Re: [PATCH v5] aarch64: thunderx2 memcpy optimizations for ext-based code path
- From: Szabolcs Nagy <Szabolcs dot Nagy at arm dot com>
- To: Steve Ellcey <sellcey at marvell dot com>, "anton dot youdkevitch at bell-sw dot com" <anton dot youdkevitch at bell-sw dot com>, "libc-alpha at sourceware dot org" <libc-alpha at sourceware dot org>
- Cc: nd <nd at arm dot com>
- Date: Fri, 5 Apr 2019 15:21:51 +0000
- Subject: Re: [PATCH v5] aarch64: thunderx2 memcpy optimizations for ext-based code path
- References: <5CA2145C.8040402@bell-sw.com> <77ad27c025004dc9f7668baea2d1af59e0d8d3a4.camel@marvell.com>
On 02/04/2019 23:48, Steve Ellcey wrote:
> On Mon, 2019-04-01 at 16:38 +0300, Anton Youdkevitch wrote:
>> Here is the updated patch for improving the long unaligned
>> code path (the one using "ext" instruction).
>>
>> 1. Always taken conditional branch at the beginning is
>> removed.
>>
>> 2. Epilogue code is placed after the end of the loop to
>> reduce the number of branches.
>>
>> 3. The redundant "mov" instructions inside the loop are
>> gone due to the changed order of the registers in the "ext"

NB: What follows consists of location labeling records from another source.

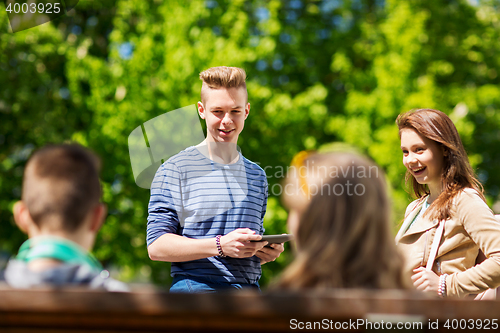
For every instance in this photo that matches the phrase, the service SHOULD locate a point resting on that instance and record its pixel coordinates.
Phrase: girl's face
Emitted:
(423, 158)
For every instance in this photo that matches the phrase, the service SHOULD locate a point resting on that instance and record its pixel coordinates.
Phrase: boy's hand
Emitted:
(425, 280)
(237, 243)
(267, 254)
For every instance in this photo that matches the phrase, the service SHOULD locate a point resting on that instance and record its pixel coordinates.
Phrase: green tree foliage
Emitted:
(318, 72)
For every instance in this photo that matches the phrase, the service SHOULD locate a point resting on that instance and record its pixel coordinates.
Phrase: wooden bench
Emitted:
(52, 311)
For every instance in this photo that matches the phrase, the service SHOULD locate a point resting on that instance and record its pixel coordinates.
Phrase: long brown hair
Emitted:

>> instructions inside the loop, the prologue has additional
>> "ext" instruction.
>>
>> 4.Updating count in the prologue was hoisted out as
>> it is the same update for each prologue.
>>
>> 5. Invariant code of the loop epilogue was hoisted out.
>>
>> 6. As the current size of the ext chunk is exactly 16
>> instructions long "nop" was added at the beginning
>> of the code sequence so that the loop entry for all the
>> chunks be aligned.
>>
>> make check - no regression (on linux-aarch64)
>> make bench - no performance regressions (on Thunderx2)
>>
>> Looks OK?
>
> This looks good to me Anton. I can check it in for you if we have a
> consensus that this version is OK and there are no objections.
yes, this is OK to commit, i have no objections.